Chronic kidney disease patients face increased osteoporosis and fracture risk. High-potency statins were associated with lower osteoporosis incidence but also with higher long-term fracture incidence in this observational study. These findings highlight the need for tailored statin use and proactive fracture monitoring in CKD populations for optimal bone health management.

Purpose

Chronic kidney disease (CKD) affects approximately 850 million people worldwide and is associated with increased risks of cardiovascular events and fractures.

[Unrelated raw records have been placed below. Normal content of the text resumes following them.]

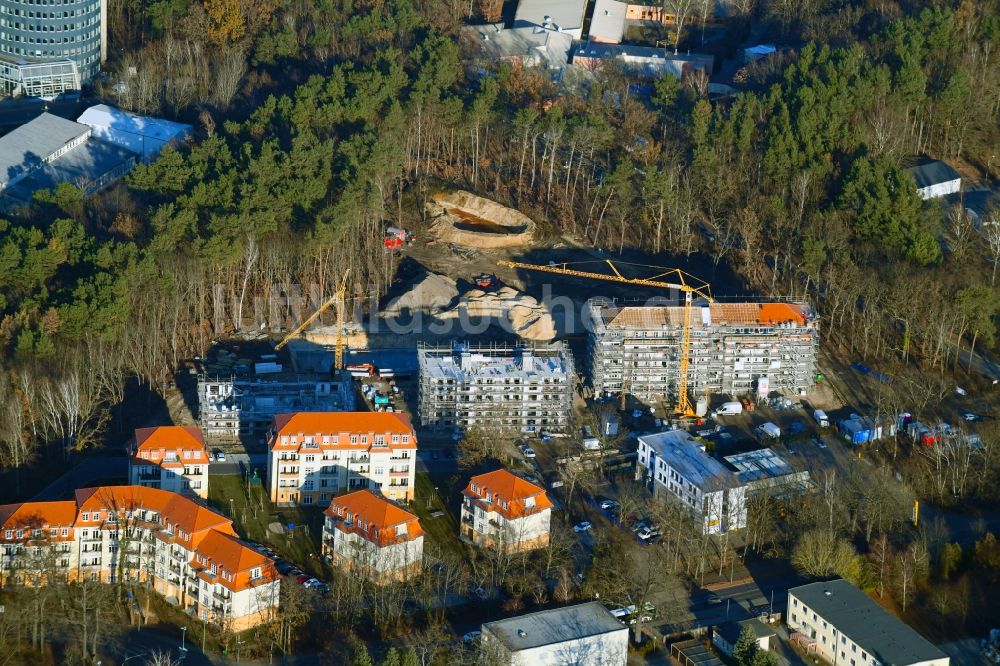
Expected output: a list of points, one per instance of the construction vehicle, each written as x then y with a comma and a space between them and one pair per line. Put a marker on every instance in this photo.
338, 345
396, 237
485, 281
665, 278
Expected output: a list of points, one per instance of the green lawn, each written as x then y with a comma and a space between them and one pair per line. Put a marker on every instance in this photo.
442, 530
228, 494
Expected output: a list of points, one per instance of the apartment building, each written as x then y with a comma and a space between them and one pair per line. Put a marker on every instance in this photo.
112, 533
365, 532
502, 509
172, 458
845, 626
313, 456
735, 348
675, 463
517, 388
241, 406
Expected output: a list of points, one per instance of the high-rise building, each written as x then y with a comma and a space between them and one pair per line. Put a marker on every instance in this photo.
48, 47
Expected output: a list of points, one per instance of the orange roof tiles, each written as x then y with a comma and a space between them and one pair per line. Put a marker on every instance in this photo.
373, 517
507, 493
341, 423
169, 439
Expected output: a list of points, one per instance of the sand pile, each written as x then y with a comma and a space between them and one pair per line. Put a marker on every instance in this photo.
465, 219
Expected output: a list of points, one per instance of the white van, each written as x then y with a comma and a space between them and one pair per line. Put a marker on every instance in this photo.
728, 409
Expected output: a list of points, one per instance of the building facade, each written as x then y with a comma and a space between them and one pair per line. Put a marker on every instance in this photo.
676, 464
191, 554
845, 626
172, 458
582, 635
367, 533
35, 33
241, 407
735, 348
503, 510
518, 389
313, 456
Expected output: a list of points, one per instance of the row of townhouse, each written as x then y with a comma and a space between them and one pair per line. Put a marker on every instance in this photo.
190, 554
371, 535
316, 456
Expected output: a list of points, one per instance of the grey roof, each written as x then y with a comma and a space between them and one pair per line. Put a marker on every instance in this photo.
29, 145
686, 455
554, 626
730, 631
558, 15
81, 167
531, 46
857, 616
932, 173
608, 22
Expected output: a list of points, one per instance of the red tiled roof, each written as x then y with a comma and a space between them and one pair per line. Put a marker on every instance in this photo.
342, 424
507, 493
373, 517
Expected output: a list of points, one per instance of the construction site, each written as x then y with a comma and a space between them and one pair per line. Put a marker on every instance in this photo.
733, 348
519, 388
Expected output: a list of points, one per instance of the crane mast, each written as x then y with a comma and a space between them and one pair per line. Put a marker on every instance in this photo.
671, 278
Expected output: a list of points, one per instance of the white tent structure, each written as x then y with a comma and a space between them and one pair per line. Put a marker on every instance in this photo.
140, 134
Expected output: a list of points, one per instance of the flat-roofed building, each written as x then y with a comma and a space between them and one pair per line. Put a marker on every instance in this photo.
170, 458
51, 150
846, 626
675, 463
735, 348
367, 533
515, 388
313, 456
190, 553
502, 510
581, 635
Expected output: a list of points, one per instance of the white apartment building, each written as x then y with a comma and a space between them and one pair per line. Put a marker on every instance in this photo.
516, 389
314, 456
365, 532
172, 458
502, 509
845, 626
112, 533
582, 635
674, 462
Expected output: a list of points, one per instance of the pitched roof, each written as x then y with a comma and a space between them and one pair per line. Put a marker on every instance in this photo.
857, 616
38, 514
373, 517
169, 438
511, 489
932, 172
341, 423
555, 626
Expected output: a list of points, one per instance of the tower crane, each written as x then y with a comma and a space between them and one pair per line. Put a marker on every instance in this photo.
666, 278
338, 345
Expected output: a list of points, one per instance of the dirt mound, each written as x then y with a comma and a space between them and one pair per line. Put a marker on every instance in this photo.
430, 294
462, 218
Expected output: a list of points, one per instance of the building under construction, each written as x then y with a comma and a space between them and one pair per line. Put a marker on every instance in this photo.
735, 348
518, 388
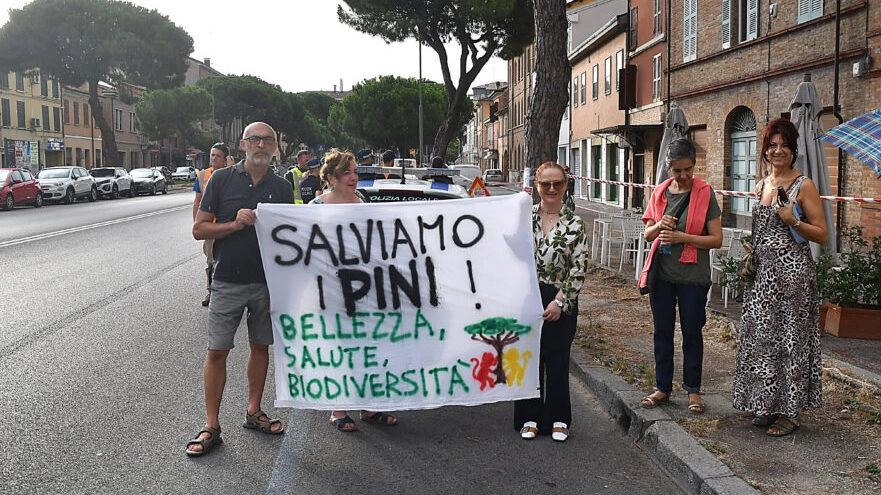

The differential effects of statin potency on bone health in CKD patients remain incompletely understood.

Methods

This retrospective cohort study used the TriNetX US Collaborative Network to identify adults with CKD stages 3 or 4 initiating statin therapy, categorized into high-potency (atorvastatin 40–80 mg, rosuvastatin 20–40 mg) and low-potency groups. After 1:1 propensity score matching, three primary outcomes were evaluated: new osteoporosis diagnosis, anti-osteoporotic medication initiation, and incident fractures, assessed at 3–12 months and beyond 12 months. Hazard ratios (HRs) with 95% confidence intervals (CIs) were estimated using Cox and competing risk regression models.

Results

Among 873,180 matched patients, high-potency statins were associated with a 20.0% reduction in osteoporosis diagnosis (HR 0.80; 95% CI 0.78–0.82) and 24.9% fewer anti-osteoporotic medication prescriptions (HR 0.75; 95% CI 0.73–0.78) during 3–12 months, with associations persisting beyond 12 months. Fracture risk did not differ at 3–12 months (HR 0.99; 95% CI 0.96–1.02); but increased beyond 12 months (HR 1.13; 95% CI 1.11–1.15).

Conclusions

High-potency statins are associated with lower osteoporosis diagnosis rates and fewer anti-osteoporotic medication prescriptions in CKD stages 3 and 4. The increased long-term fracture risk may reflect a diagnostic gap wherein lower osteoporosis detection contributes to under-treatment of bone fragility. Prospective randomized controlled trials with bone-specific endpoints are warranted to confirm these findings.